Some people go to great lengths to do their part and participate in the nation's promise of a fair and speedy trial.
On occasion, it's these same people who are coping with the lowest form of fair.
This thought comes on the heels of a conversation I had about a friend's obligation to serve on a jury in a Hamilton County civil trial. She lives in the suburbs and was relying on public transportation to get to and from the courthouse in Downtown Cincinnati. Not a regular experience (I'd gander to say it's been decades since she actually rode a bus for anything other than vacation transportation), my friend was taking advantage of the service while avoiding the sometimes treacherous, icy roads.
This friend was relaying to me the "drama" of not having proper winter boots (and also making the unfortunate decision to wear thick socks and Crocks - okay so maybe this has implications regarding her ability to make a fair judgment) and coping with the bits of ice and snow making their way into her footwear.
She was walking from the courthouse with a fellow juror when my friend asked him to pause so she could extricate one of those icy annoyances, offering a quip about how she expected a cold wait at the bus stop. That's when the man mentioned that he was also dreading his own walk home.
"You must live close by," she said.
"Well, no. I live five miles away."
Let's underscore that point: This man walked five miles in the snow and ice to serve his time on the jury.
"Oh, well maybe you should take the bus home, too," my friend said. It was a reasonable suggestion - cold weather = taking advantage of opportunities that enhance one's ability to cope with copious snowfall.
The gentleman offered the simple explanation that he didn't have enough money for bus fare.
My friend must have felt awful. I know I would have - I would have felt so guilty for having the means and ability to use something that is so basic, a public service that exists in part to support the disadvantaged.

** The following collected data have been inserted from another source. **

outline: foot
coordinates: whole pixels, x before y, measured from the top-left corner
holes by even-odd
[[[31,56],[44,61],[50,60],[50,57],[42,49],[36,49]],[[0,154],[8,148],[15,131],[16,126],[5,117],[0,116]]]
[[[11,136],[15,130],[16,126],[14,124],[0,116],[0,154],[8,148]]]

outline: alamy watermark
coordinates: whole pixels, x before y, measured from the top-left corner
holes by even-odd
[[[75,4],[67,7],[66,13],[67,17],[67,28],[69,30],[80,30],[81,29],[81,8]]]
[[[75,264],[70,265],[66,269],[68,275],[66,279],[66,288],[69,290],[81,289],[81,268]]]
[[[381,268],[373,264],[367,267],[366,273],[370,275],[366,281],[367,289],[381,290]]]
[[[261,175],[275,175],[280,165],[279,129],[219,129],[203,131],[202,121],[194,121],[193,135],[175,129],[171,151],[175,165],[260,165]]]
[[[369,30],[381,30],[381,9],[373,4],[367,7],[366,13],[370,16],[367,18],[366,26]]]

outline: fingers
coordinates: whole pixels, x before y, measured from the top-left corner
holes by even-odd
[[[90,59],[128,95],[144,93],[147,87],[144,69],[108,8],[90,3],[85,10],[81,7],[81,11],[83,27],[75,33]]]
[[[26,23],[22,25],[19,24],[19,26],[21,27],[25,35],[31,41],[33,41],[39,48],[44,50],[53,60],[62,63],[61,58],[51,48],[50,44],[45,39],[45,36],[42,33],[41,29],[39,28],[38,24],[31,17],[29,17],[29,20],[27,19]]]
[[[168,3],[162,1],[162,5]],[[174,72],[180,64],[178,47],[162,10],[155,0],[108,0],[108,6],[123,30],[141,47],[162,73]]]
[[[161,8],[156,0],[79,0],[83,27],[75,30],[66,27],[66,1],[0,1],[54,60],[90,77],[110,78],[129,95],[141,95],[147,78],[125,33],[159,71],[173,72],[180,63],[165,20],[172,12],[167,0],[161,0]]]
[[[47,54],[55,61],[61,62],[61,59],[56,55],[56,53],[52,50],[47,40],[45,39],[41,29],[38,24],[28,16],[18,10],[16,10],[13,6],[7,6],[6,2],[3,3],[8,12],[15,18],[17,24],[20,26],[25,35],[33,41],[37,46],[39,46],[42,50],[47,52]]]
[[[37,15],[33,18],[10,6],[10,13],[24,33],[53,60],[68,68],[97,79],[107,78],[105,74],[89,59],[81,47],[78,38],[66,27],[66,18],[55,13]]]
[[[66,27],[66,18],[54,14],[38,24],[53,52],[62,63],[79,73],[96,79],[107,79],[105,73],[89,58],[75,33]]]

I asked my friend if she offered the man bus fare, and she told me she didn't have any extra cash on her. I know I would have also felt awkward about the exchange. Would he think me patronizing? Would he be too proud to accept? Would the man take insult with the offer?
I have always had a weakness for those in need, and I suppose that's why I've committed to giving my time to initiatives that aim to provide a hand up, not a hand out. I am also giving what charitable contributions I can; my line of work is called non-profit for a reason, so my financial support comes with a bit of sacrifice. I'm okay with that - someday I hope my financial means will allow me to increase my philanthropic contributions.
I suppose I buy in to that whole wealth redistribution concept.
Sometimes I wonder why fellow members of the Fortunate Class fail to see beyond their own needs - their needs for bigger, better, faster, stronger. I can't comprehend why these privileged people are unable to consider their own blessings and imagine a life of have not. I think of these people, the ones who cast a blind eye, and I force myself to see more, and visualize what else I can do.
There but for the grace of God...
I suppose right now giving a man bus fare (or a hot meal, or non-perishable goods, or a decent tip) is the best thing I can do.